First let us discuss what exactly are AutoEncoders ?



In [ ]:

    
# Autoendoer using H2o

#CSCI6360 H2O WORKSHOP                                         

from IPython.display import Image,display
from IPython.core.display import HTML 
import matplotlib.pyplot as plot
from h2o.estimators.deeplearning import H2ODeepLearningEstimator
from h2o.grid.grid_search import H2OGridSearch



img = Image(url="images/autoencoder_structure.png")

img_1 = Image(url="images/autoencoder_equation.png")


display(img)

display(img_1)

This is a workshop on H2O,a library that is used extensively in the production environment, widely used in healthcare and finance

Here is its OFFICIAL WEBSITE

https://www.h2o.ai

First, lets create a seperate environment for h2o in Anaconda and performs a switch to that environment.

conda create --name h2o-py python=3.5 h2o h2o-py

As,I am currently in Mac , I would like to use a UI as I am a bit confortable with it , reducing complexity is nice !!!

What is h2o?

A library which is used for building machine learning models at ease on huge dataset.It supports mxnet, tensorflow and caffe. It is not an alternative for any of those, its just exends the backent (h2o.ai!!)

Other examples that work like h2o is keras.

We are now going to import h2o inside python

Adventages of having h2o :

1.Notable adventages variation in Stochastic Gradient descent implementation H2O SGD algorithm is executed in parallel across all cores. The training set is also distributed across all nodes. At the final an average is taken of all the values.
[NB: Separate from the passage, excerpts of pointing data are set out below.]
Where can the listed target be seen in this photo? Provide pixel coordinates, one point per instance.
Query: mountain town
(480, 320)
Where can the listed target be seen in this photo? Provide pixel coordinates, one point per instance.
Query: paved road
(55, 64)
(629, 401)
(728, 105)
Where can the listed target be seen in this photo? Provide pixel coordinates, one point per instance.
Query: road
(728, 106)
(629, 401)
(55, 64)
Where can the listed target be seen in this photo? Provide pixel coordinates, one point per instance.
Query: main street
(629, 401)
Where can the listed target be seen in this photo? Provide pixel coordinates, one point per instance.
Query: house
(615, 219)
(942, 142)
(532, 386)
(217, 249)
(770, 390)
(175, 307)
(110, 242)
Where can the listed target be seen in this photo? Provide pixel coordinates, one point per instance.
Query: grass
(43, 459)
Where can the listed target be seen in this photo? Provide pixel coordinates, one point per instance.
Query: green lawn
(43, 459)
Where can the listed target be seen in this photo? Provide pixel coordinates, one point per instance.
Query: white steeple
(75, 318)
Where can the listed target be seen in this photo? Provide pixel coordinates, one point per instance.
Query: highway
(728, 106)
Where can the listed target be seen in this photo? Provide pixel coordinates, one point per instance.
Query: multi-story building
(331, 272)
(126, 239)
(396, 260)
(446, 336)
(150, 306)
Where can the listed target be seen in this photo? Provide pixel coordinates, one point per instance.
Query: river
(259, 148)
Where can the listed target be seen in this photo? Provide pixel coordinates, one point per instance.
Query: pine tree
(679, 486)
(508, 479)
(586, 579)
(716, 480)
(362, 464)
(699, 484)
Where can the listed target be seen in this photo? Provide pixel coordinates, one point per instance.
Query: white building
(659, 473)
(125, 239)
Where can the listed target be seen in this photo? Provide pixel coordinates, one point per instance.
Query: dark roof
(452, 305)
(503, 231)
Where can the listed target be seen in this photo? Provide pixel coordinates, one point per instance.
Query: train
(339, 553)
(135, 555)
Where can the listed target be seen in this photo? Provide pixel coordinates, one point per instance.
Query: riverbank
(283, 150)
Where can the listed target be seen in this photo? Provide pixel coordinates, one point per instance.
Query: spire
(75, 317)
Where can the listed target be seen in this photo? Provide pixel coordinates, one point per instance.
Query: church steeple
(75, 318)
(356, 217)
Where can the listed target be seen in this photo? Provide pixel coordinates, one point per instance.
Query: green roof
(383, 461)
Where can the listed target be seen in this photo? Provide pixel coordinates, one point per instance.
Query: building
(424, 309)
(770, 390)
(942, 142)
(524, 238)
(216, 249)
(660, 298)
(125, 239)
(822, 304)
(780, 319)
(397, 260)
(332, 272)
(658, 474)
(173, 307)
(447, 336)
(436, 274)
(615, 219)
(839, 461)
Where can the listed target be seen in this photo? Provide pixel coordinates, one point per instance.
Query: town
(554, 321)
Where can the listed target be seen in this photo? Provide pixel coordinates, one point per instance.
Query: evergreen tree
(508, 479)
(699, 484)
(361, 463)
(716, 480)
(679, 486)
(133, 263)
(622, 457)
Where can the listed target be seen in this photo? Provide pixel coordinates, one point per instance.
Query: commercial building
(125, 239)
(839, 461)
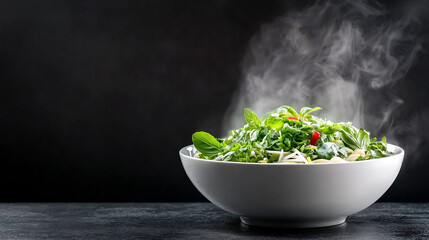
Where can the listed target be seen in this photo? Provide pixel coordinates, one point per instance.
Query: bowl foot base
(293, 223)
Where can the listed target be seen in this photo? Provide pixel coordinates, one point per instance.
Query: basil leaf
(251, 117)
(349, 140)
(328, 150)
(274, 122)
(291, 111)
(206, 143)
(306, 110)
(363, 139)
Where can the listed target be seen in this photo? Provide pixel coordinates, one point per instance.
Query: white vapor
(344, 56)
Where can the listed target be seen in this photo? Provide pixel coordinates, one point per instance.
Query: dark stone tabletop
(194, 221)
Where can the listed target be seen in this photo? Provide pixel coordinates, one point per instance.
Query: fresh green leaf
(363, 139)
(274, 122)
(328, 150)
(291, 111)
(306, 110)
(206, 143)
(349, 140)
(251, 117)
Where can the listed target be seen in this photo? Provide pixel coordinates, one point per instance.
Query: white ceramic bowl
(293, 195)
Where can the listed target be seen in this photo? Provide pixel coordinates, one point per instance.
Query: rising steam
(344, 56)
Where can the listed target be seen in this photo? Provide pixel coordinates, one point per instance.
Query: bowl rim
(401, 152)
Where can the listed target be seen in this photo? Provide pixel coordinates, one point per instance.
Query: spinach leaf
(306, 110)
(328, 150)
(251, 117)
(363, 139)
(206, 144)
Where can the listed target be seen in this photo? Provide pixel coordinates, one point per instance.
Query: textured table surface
(194, 221)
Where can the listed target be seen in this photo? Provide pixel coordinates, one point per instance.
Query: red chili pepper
(314, 138)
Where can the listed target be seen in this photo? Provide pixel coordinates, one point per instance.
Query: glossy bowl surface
(293, 195)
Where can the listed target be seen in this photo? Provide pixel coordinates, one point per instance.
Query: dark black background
(97, 97)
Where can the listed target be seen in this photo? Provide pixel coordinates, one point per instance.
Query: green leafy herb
(284, 129)
(251, 117)
(206, 143)
(329, 150)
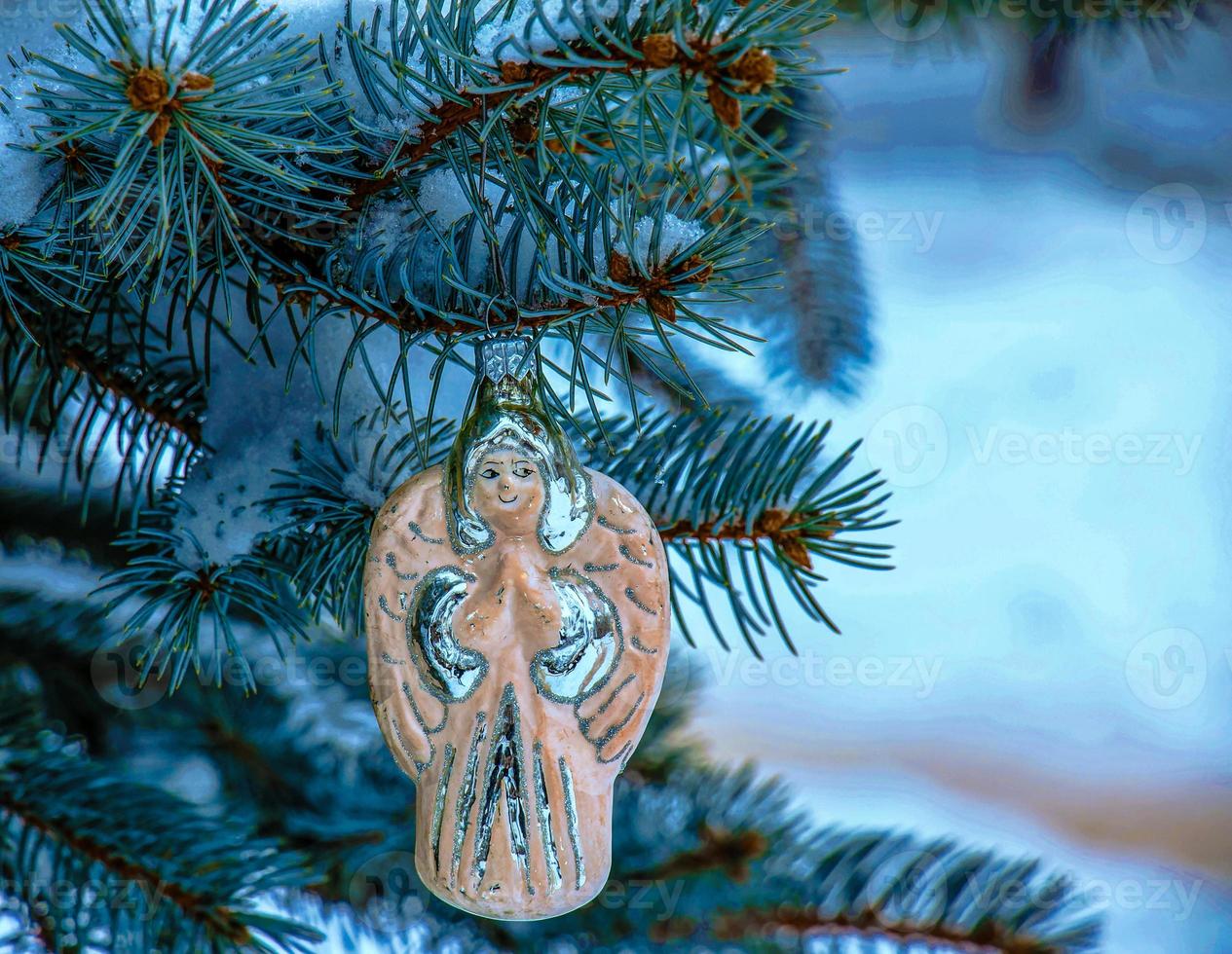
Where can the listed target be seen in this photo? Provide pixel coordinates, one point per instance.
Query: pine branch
(734, 497)
(103, 401)
(177, 880)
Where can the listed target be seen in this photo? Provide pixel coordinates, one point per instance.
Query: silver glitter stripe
(543, 809)
(419, 532)
(571, 814)
(466, 796)
(414, 758)
(385, 608)
(442, 788)
(632, 597)
(613, 731)
(612, 698)
(614, 529)
(504, 780)
(392, 563)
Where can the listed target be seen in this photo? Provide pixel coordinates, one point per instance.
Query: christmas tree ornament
(517, 622)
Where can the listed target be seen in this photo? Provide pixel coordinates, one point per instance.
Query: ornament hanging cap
(509, 413)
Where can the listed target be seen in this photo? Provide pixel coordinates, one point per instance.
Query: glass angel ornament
(517, 622)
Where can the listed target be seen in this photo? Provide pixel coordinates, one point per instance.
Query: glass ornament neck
(507, 373)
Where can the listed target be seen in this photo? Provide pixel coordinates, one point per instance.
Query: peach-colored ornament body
(517, 626)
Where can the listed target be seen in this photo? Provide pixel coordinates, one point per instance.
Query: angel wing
(417, 668)
(615, 626)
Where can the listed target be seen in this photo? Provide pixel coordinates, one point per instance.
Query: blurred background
(1044, 233)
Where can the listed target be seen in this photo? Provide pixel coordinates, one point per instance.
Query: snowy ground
(1049, 669)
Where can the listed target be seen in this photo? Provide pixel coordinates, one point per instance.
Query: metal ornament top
(503, 356)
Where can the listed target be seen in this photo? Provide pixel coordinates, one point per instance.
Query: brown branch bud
(196, 82)
(727, 107)
(148, 90)
(659, 51)
(754, 70)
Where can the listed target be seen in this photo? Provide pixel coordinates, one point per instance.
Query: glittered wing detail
(402, 592)
(617, 639)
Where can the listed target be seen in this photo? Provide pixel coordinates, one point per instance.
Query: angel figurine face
(516, 609)
(507, 492)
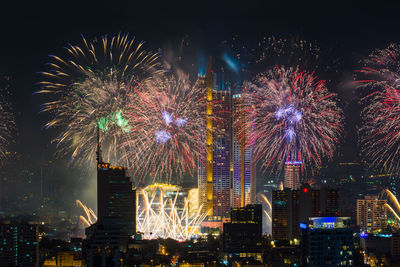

For more detials on Page 16.

http://docs.h2o.ai/h2o/latest-stable/h2o-docs/booklets/DeepLearningBooklet.pdf

Lets start h2o programming



In [ ]:

    
import h2o

h2o.init() #initialize h2o cluster

#Once h2o is initialized it actually automatically sets up the spark cluster if spark is configured as a backend, 
#applies same for mxnet and tensorflow

Once h2o is initialized it actually automatically sets up the spark cluster, if spark is configured as a backend, applies same for mxnet, tensorflow and theano backends. We will discuss shortly how to use spark.

Now lets see our cluster status info.



In [ ]:

    
h2o.cluster().show_status()



In [ ]:

    
h2o.ls()
#this line of code displays the list of content present in an h2o cluster.Since there are no files in the cluster, 
#the key argument is empty



In [ ]:

    
#Now lets import a file to H2o cluster

h2o.import_file("LICENSE")



In [ ]:

    
h2o.ls() #as you can see there are files here #but we have found duplicates as we have 
#called h2o.import_file two times



In [ ]:

    
h2o.remove("LICENSE1.hex") #REMOVE THE LICENSE FILE



In [ ]:

    
h2o.ls()



In [ ]:

    
help(h2o.import_file)

Lets load the minst training dataset



In [ ]:

    
train = h2o.import_file("data/ecg_discord_train.csv")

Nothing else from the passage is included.